Commission Européenne et marchés publics: quelles orientations pour faire face à la situation d’urgence liée à la crise sanitaire?

Par la publication le 1er avril 2020 de ses Orientations, la Commission met en lumière les solutions juridiques opérationnelles dans le droit existant, en vue de l’achat des fournitures, des services et des travaux nécessaires pour faire face à la crise sanitaire en cours.

Ses observations portent essentiellement sur les besoins des centres hospitaliers et donc la passation de marchés publics en cas d’extrême urgence, pour permettre d’acheter en quelques jours, voire en quelques heures, si nécessaire.

  • Délais raccourcis des procédures ouvertes et restreintes

Les délais des procédures ouvertes et restreintes peuvent être raccourcis en cas d’urgence, dûment justifiée par le pouvoir adjudicateur.

Ainsi, dans le cadre d’une procédure ouverte, le délai de présentation des offres peut être réduit à 15 jours en cas d’urgence dûment justifiée.

Dans le cadre d’une procédure restreinte, le délai peut être ramené à 15 jours pour l’introduction d’une demande de participation et à 10 jours pour la présentation d’une offre.

Une attribution rapide du marché est ainsi possible.

  • Choix d’une procédure négociée sans publication

Si ces mesures d’assouplissement ne sont pas suffisantes, une procédure négociée sans publication peut être envisagée.

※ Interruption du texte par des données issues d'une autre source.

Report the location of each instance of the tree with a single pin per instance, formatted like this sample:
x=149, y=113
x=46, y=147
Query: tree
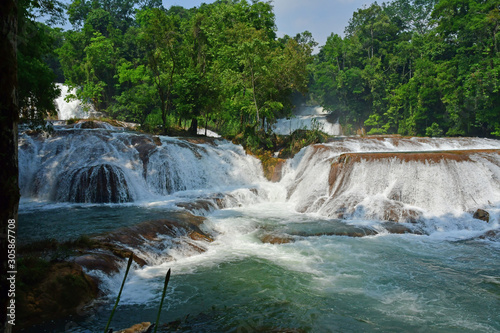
x=9, y=113
x=160, y=39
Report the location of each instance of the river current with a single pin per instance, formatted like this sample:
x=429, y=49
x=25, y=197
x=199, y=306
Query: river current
x=443, y=275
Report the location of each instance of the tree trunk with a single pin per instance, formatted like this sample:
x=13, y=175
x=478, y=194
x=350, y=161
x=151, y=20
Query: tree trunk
x=193, y=130
x=9, y=114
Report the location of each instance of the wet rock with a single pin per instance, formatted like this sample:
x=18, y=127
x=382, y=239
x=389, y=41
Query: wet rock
x=272, y=167
x=144, y=327
x=104, y=183
x=493, y=235
x=99, y=261
x=398, y=228
x=276, y=239
x=62, y=292
x=91, y=124
x=481, y=214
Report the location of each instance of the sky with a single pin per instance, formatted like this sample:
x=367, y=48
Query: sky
x=320, y=17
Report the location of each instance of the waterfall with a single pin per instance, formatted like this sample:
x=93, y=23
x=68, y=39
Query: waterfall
x=74, y=108
x=108, y=165
x=395, y=179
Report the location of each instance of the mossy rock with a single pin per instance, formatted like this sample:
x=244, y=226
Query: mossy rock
x=58, y=290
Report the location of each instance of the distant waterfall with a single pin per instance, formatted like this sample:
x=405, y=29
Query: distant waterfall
x=74, y=108
x=308, y=117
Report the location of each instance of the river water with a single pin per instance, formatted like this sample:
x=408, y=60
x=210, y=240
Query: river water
x=444, y=277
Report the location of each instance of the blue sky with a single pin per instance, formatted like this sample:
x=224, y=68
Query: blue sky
x=320, y=17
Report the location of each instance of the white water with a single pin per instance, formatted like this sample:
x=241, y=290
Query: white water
x=443, y=280
x=70, y=165
x=308, y=118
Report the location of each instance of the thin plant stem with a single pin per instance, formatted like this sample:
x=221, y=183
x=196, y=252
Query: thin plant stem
x=167, y=278
x=119, y=294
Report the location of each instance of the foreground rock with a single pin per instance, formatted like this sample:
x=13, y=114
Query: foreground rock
x=52, y=291
x=151, y=242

Cette dernière permet aux pouvoirs adjudicateurs de négocier directement avec les contractants potentiels

« lorsque l’urgence impérieuse résultant d’événements imprévisibles pour le pouvoir adjudicateur ne permet pas de respecter les délais des procédures ouvertes, restreintes ou concurrentielles avec négociation. »

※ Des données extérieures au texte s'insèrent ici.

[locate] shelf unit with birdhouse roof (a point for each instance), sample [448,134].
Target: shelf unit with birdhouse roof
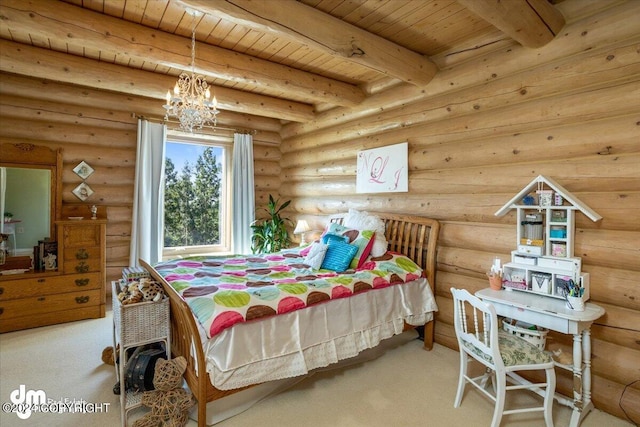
[543,261]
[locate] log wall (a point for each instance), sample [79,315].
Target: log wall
[482,130]
[101,129]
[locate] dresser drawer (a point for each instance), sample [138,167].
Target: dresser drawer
[81,253]
[49,303]
[81,235]
[24,288]
[82,266]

La Commission confirme le caractère imprévisible du Covid-19 et de ses conséquences :

« Ces événements, et en particulier leur évolution spécifique, doivent être considérés comme imprévisibles pour tout pouvoir adjudicateur ».

En particulier, la Commission considère que « les besoins spécifiques des hôpitaux et autres établissements de santé en ce qui concerne le traitement des patients, les équipements de protection individuelle, les ventilateurs pulmonaires, les lits supplémentaires ainsi que les infrastructures de soins intensifs et les infrastructures hospitalières supplémentaires, y compris l’ensemble des équipements techniques, ne peuvent certainement pas être prévus et planifiés à l’avance et constituent donc un événement imprévisible pour les pouvoirs adjudicateurs« .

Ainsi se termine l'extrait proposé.